Managing Conflict No.4

Triangulation: talking about others when they are not present

When people get into conflicts with each other, one of the fine arts of conflict is to use triangulation to bring people to your side of the issue. The way this works is that when A and B have a conflict, B talks to C and tells C lots of negative things about A. The goal of this type of triangulation is to degrade the person not present. This kind of malicious gossip can occur very easily and spontaneously, you may not even realize what it has done until you analyze why you feel a certain way towards someone, or how you ever got such a wrong notion about someone. Malicious triangulation is very dysfunctional behavior and is one of the worse things that can happen in a community.
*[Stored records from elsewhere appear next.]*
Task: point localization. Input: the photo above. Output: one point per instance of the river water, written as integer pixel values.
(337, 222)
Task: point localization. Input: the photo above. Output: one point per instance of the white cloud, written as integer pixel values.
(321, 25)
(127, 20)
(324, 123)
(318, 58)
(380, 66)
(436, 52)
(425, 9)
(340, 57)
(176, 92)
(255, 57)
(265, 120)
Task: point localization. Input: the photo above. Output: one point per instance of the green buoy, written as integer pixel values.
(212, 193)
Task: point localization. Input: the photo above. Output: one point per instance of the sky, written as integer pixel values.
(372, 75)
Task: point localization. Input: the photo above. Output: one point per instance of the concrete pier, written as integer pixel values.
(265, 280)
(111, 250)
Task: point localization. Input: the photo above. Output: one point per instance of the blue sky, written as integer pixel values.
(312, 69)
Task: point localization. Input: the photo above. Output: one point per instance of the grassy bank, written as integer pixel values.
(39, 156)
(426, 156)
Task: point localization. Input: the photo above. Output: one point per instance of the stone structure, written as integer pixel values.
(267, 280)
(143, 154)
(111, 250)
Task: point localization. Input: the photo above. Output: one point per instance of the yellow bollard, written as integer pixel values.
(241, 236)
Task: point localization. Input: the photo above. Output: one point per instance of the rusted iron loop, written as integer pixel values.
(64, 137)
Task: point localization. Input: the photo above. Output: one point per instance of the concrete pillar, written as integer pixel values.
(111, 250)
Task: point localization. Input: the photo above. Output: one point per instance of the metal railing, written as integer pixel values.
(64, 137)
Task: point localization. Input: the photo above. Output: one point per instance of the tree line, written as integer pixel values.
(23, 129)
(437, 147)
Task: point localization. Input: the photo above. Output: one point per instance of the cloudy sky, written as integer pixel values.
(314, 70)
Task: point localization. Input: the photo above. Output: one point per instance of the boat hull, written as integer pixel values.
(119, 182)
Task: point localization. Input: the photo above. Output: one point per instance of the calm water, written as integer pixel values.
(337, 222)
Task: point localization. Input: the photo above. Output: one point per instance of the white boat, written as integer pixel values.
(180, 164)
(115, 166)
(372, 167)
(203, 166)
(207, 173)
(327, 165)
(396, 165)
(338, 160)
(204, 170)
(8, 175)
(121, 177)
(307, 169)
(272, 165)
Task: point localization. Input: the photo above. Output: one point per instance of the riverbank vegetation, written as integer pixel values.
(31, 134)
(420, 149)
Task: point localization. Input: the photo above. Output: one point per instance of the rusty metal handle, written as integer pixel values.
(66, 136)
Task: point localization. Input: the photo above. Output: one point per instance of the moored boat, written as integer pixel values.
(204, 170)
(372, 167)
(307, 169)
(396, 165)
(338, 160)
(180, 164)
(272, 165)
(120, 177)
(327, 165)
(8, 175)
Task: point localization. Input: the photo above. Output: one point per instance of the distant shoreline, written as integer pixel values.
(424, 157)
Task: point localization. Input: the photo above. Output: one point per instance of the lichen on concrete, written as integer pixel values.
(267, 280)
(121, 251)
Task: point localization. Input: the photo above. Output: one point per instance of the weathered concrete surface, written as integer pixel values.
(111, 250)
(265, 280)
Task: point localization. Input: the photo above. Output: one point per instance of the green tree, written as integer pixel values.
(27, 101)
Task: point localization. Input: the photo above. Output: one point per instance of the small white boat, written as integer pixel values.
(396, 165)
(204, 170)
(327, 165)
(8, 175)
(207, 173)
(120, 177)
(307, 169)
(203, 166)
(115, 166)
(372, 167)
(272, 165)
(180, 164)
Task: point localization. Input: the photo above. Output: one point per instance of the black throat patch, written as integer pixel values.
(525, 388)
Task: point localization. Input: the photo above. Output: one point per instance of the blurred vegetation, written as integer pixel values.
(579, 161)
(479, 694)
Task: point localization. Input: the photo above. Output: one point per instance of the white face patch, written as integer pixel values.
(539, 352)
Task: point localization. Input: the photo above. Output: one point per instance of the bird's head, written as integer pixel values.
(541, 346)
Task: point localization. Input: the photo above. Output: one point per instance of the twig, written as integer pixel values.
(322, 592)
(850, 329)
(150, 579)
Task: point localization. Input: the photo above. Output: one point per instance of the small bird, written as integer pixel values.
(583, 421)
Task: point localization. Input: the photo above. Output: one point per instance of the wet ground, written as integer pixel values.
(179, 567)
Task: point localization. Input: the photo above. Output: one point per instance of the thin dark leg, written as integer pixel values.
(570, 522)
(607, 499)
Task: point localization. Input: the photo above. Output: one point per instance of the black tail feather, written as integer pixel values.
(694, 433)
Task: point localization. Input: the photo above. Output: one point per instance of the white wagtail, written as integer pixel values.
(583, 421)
Malicious gossip and character assassination undermine relationships in a huge way. They poison peoples perspectives of each other, fill voids of understanding with misinformation and deceit, and create an atmosphere of distrust, disrespect and paranoia.
Now sometimes, to help your own understanding of people and their conflicts you need to get and share information about people who are not present. This is healthy and normal and there is an easy test to distinguish between what is healthy and helpful and what is unhealthy and destructive. It's the invisible person test. When the topic of someone who is not present comes up, imagine that the person of whom you are speaking or hearing about is standing behind you. If what you say, or hear would make that person angry, defensive, or unhappy you are engaged in an unhealthy triangulation.

When you find yourself in triangulation's about others, use the invisible person test and point it out to those present. If you go along with triangulation and character assassination, you become an accomplice to dysfunctional behavior that is very destructive to relationships. Relationships are the foundation of community.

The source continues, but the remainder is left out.